Vi ses

Could someone explain this construct?

Apparently it means "see you" and the phrase "vi ses i norge" means "see you in Norway" but I thought "vi" was the pronoun for "we".

March 5, 2017


Adding to what matfran said, "å sees" belongs to an odd group of verbs in Norwegian called s-verbs, and furthermore to a subgroup of these which function as reciprocal verbs.

Reciprocal verbs can never take a single singular subject, there will always be either a plural subject, or two or more singular subjects. These subjects are then doing the verb action to each other. All reciprocal verbs have this implicit "each other".

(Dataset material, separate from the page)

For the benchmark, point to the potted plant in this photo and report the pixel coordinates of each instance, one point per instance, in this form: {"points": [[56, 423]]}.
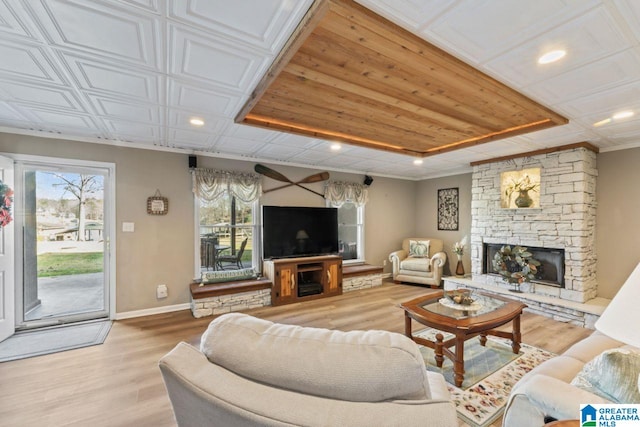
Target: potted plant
{"points": [[522, 186], [516, 265], [458, 249]]}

If you say "Jeg sees" (singular subject), you're not using the reciprocal verb "å sees", but rather the passive form of the regular verb "å se", and the meaning would be "I'm (being) seen".

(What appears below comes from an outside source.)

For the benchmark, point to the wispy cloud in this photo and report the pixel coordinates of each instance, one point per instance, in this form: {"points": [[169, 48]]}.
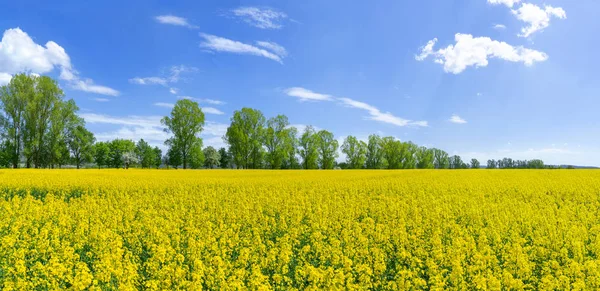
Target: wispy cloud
{"points": [[19, 53], [307, 95], [174, 20], [274, 47], [212, 110], [536, 17], [220, 44], [173, 76], [203, 100], [163, 104], [373, 112], [264, 18], [499, 26], [475, 51], [378, 115], [457, 119], [508, 3]]}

Two of "å sees" reciprocal s-verb friends, "å møtes" and "å treffes" are easier to relate to English, as they can be used in the same way there. "We meet each other weekly" can be phrased as "We meet weekly" without anyone blinking an eye.

Are these reciprocal verbs similar to reflexive verbs from the Romantic languages?

They're similar in a way, but still a different beast.

Reflexive verbs represent actions the subject performs on/to itself. They take a reflexive pronoun as an object, and this pronoun points back to the subject:

"Hun vasker seg."
"She washes/cleans herself".

I think it is similar to "vemos" or "nos vemos" in Spanish (they use that expression in some areas in some Spanish speaking countries), that, literally is "we see" or "we see each other", but it means something like "see you soon", "we will see each other again soon", "until next time", "until later"....depending a little on the situation.

In German it is similar.

"Wir sehen uns" = literally: We see each other.

and than there is even

"Man sieht sich." = literally: One sees oneself.

--> Both mean basically also "see you soon".